Orin Nano
A local-first, multi-service system on Jetson Orin Nano that streams audio from a web UI to backend services (WebSockets → FastAPI → gRPC), persists session results, and stays portable across hardware.
At a Glance
- Status
- In progress
- Role
- Solo Dev
- Timeline
- Ongoing
- Real-time audio streaming UX
- Local-first pipeline (offline-capable)
- Portable multi-service architecture
- React/TypeScript
- Next.js
- Tailwind
- FastAPI
- Postgres
- Docker
- Linux
- WebSockets
- gRPC
- NVIDIA Jetson Orin Nano (8GB)
- NVMe (256GB)
Problem and Constraints
- Goal: build a reliable local pipeline for streaming and processing multi-modal content on edge hardware, with an architecture that is not tightly coupled to NVIDIA.
- Constraints: Jetson Orin Nano (8GB RAM) resource limits, local-first/offline requirement, multi-service networking complexity (service discovery/ports/health), iteration speed, and debug/observability needs for streaming pipelines.
Success Criteria
- Streaming UX
- User can start/stop streaming and see partial + final results without page reload; stable session states (idle/recording/paused/completed).
- Reliability
- No dropped connections during a 5+ minute session; graceful reconnect and safe recovery on transient failures.
- Latency (target)
- First transcript chunk returned within a defined target window (e.g., 1–3s depending on model/service), with a plan to measure and iterate.
- Portability
- Core services run on Jetson via Docker Compose with minimal configuration changes.
- Observability
- Session-scoped logs/IDs across services plus DB persistence for transcript artifacts and timings to enable replay/debug.
Scope
- mvp:
- Web UI streams audio; FastAPI WebSocket ingestion; gRPC service-to-service streaming to ASR backend; Postgres persistence for session metadata + transcript outputs; Docker Compose dev environment.:
- non-goals:
- Cloud deployment/autoscaling, authentication, production-grade model benchmarking.:
- next:
- Session replay/debug view (transcript + timings), stronger session state machine + reconnect, measurement (time-to-first-token, dropped frames), and a clearer portability story.:
Architecture
Key Decisions
- Browser streams microphone audio via WebSockets to simplify real-time client streaming and feedback loops.
- FastAPI handles WebSocket ingestion and coordinates the streaming pipeline to downstream services.

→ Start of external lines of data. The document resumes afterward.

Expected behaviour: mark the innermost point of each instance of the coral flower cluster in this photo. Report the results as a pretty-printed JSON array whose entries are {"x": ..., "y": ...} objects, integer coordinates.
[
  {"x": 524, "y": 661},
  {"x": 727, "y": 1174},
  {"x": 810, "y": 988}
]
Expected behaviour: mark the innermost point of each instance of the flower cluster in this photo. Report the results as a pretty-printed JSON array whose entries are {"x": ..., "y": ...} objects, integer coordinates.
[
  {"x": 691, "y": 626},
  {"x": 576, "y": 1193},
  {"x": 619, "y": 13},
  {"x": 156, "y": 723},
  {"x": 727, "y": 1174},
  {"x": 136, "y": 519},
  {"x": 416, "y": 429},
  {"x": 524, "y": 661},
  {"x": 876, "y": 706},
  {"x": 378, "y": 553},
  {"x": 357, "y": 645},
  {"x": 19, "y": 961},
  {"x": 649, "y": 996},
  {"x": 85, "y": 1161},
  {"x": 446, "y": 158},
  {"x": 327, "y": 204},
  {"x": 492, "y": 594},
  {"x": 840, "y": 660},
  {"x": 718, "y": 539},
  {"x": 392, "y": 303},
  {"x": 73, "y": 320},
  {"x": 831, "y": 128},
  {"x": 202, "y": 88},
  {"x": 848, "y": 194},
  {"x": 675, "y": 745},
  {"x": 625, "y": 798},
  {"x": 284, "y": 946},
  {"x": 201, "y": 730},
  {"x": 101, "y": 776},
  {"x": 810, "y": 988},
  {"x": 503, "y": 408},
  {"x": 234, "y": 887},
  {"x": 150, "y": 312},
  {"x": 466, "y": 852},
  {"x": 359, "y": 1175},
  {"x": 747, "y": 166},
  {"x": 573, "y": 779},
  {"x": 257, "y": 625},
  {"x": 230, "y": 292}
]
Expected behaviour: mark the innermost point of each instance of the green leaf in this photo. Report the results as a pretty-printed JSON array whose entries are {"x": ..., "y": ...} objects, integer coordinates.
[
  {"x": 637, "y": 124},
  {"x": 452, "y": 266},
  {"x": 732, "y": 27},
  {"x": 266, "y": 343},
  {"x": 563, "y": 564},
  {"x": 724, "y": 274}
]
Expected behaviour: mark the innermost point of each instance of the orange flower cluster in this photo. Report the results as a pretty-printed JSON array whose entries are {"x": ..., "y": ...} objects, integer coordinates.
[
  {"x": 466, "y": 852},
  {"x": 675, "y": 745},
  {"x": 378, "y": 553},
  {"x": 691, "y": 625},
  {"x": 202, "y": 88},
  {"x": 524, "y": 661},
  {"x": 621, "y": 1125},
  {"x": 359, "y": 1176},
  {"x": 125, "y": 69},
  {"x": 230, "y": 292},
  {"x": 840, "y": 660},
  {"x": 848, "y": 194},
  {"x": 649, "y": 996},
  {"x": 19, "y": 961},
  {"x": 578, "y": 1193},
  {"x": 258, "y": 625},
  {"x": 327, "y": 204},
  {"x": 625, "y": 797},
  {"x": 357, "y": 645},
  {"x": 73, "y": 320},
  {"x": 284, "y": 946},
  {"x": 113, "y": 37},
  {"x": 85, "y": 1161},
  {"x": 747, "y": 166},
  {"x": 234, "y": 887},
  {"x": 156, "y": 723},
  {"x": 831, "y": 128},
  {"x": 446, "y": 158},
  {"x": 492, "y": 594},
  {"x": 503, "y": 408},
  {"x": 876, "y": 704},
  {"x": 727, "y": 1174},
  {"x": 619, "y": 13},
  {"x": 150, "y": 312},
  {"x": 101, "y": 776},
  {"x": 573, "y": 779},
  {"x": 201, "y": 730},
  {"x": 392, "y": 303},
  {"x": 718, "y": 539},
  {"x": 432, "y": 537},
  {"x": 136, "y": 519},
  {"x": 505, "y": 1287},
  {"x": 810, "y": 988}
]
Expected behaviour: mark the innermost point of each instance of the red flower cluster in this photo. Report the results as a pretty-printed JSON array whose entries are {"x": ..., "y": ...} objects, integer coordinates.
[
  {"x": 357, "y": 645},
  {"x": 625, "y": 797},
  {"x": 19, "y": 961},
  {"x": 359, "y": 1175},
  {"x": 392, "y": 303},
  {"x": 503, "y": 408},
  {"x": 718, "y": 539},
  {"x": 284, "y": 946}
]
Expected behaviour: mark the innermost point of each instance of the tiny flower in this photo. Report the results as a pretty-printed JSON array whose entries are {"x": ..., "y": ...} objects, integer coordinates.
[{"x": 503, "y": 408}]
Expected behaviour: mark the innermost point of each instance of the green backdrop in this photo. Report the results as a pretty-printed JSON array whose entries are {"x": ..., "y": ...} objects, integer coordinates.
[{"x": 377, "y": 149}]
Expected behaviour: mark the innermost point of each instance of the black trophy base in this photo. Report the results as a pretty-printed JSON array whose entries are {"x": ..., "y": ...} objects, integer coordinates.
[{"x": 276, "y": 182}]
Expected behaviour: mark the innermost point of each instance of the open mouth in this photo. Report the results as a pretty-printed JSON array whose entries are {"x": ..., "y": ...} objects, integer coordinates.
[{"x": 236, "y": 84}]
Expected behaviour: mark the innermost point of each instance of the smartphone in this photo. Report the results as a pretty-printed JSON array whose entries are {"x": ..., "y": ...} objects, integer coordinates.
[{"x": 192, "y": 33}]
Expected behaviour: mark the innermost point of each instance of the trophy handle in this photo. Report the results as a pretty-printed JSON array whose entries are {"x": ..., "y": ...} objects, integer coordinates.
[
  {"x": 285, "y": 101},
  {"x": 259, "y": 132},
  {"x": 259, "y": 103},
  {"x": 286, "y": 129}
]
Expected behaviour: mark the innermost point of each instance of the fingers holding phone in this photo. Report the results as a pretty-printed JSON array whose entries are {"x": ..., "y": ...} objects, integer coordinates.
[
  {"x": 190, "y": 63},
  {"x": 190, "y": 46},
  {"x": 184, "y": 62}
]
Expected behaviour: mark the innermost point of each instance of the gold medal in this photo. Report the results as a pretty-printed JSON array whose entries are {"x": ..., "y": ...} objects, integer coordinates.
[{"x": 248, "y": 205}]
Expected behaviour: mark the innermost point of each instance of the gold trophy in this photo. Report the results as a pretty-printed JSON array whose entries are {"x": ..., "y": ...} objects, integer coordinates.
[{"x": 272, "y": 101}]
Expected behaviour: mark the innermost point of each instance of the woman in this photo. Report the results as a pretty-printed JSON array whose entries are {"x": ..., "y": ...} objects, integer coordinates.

- gRPC is used for service-to-service streaming to enforce explicit contracts and improve streaming semantics across internal boundaries.
- Docker Compose orchestrates multi-service development for reproducibility and faster iteration across Jetson and laptop environments.
- Postgres persistence stores sessions + intermediate artifacts to make debugging streaming pipelines feasible and to enable replay/analysis.
Risks & Mitigations
Risk: Streaming instability (dropped connections, ordering issues, reconnection complexity).
Mitigation: Implement a session state machine, heartbeat/timeouts, bounded buffering/backpressure, and reconnect logic with graceful recovery paths.
Risk: Resource constraints on Jetson (memory/CPU/GPU contention causing latency spikes or crashes).
Mitigation: Set service resource budgets, reduce payload sizes, isolate heavy workloads, and add measurement to identify bottlenecks early.
Risk: Multi-service networking/config drift (ports, hostnames, env vars differ across machines).
Mitigation: Centralize configuration, standardize env var naming, add health checks, and document a runbook with common failure modes.
Risk: Hard-to-debug failures across boundaries (WebSocket ↔ API ↔ gRPC ↔ model service).
Mitigation: Use session IDs propagated across services, structured logs, DB audit tables, and basic timing metrics (e.g., time-to-first-chunk).
Tradeoffs
Decision: Use WebSockets for browser → API streaming instead of upload-a-file batch processing
Why: Enables real-time feedback and interactive UX for streaming transcription and future sensor/event pipelines.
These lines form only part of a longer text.